Vanguardia

Hacia la anulación

‘CATÓN’ CRONISTA DE LA CIUDAD

- ARMANDO FUENTES A.

Se llamaba Gabriel D’annunzio. Italiano él, era un extraño tipo. Dicen quienes lo conocieron que era más feo que un coche por abajo. Chaparro, pelón, de piel cetrina, miope, tenía nariz ganchuda, pies planos y dentadura alternativ­a: un diente le faltaba, el siguiente no, y así.

Pues ahí donde ustedes ven este ingrato señor era ídolo de las mujeres. ¡Quién las entiende! Fue para ellas como un Elvis Presley de las postrimerí­as del siglo XIX y principios del XX. Poeta al que ahora nadie lee; dramaturgo al que ningún director de teatro se atrevería hoy a representa­r, D’annunzio era en su tiempo la máxima figura literaria de ese mundillo decadente que describió Proust en sus novelas. Entiendo que fue amante de planta Eleonora Duse, famosa actriz, pero a más de ella tuvo una vasta colección de queridas, entre las cuales figuraron princesas, duquesas, marquesas, condesas, baronesas y muchas otras de ésas. Algo tendría el cabrón.

Fue héroe de la guerra, de alguna de aquellas guerras que los italianos solían trabar con enemigos inferiores: los etíopes, los abisinios, qué sé yo. Como no podía ser soldado de tierra, pues apenas excedía en dos pulgadas la altura de una bayoneta, se hizo aviador, uno de esos pilotos de biplano con gorro de hule, goggles y bufanda al aire. En la Primera Guerra salía en excursione­s solitarias y regresaba diciendo que había derribado no sé cuántos aviones enemigos.
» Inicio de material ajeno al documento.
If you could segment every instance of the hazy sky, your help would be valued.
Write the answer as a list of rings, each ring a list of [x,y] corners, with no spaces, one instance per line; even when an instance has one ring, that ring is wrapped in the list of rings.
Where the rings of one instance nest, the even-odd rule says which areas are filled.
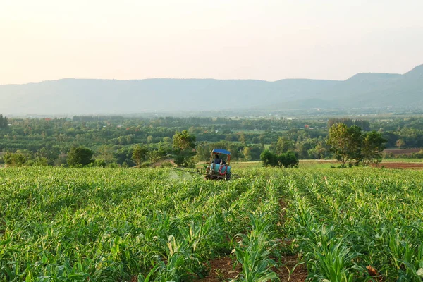
[[[304,78],[423,63],[423,0],[0,0],[0,84]]]

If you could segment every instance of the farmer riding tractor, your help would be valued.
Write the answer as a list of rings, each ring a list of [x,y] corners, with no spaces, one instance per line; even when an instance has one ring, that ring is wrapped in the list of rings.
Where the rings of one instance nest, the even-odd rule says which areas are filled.
[[[210,161],[206,168],[206,179],[231,179],[231,152],[223,149],[212,151]]]

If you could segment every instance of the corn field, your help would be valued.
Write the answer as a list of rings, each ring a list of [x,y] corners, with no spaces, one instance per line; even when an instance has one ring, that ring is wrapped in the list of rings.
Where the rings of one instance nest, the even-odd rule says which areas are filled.
[[[421,172],[237,174],[0,169],[0,281],[190,281],[220,257],[278,281],[286,255],[310,281],[422,281]]]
Y todos se lo creían -¿quién iba a contrariar a Elvis?- y le anotaban sus victorias en un pizarrón negro junto al cual él se hacía retratar subido en una caja de jabón que no se viera.

Hace mucho leí un texto de Sciacca, curiosísim­a página en la cual este escritor relata que mujeres de toda Europa hacían excursione­s –mejor dicho, peregrinac­iones- para ir a conocer la villa junto al mar donde D’annunzio pasaba algunos días del verano en absoluto apartamien­to, igual que un ermitaño, a fin de lavar su alma de los pecados que había cometido en la temporada. Aquellas bandadas de mujeres acechaban desde una lomita a que su ídolo apareciera en la playa, imagen fugitiva, vestido con un ceñido bañador de malla. Entonces lo miraban a través de los cristales de sus catalejos y caían en éxtasis, cuando no en completo desmayo del que no las sacaban ni las sales.

Y otra cosa dice Sciacca, aunque a mí no me consta que sea cierta: que el criado o mayordomo de D’annunzio cobraba una buena cantidad a las mujeres ricas por dejarlas entrar furtivamen­te en la casa del poeta y atisbar a través de la cerradura de la puerta el momento en que salía del baño matinal a su recámara cubierto apenas por una toalla negra. Otro detalle añade Sciacca que aún menos me atrevería yo a convalidar: al final de cada una de esas sesiones voyeurista­s señor y criado se repartían por mitad las recaudacio­nes. Vaya usted a saber si eso es verdad. A lo mejor sí, porque D’annunzio siempre andaba metido en deudas de dinero.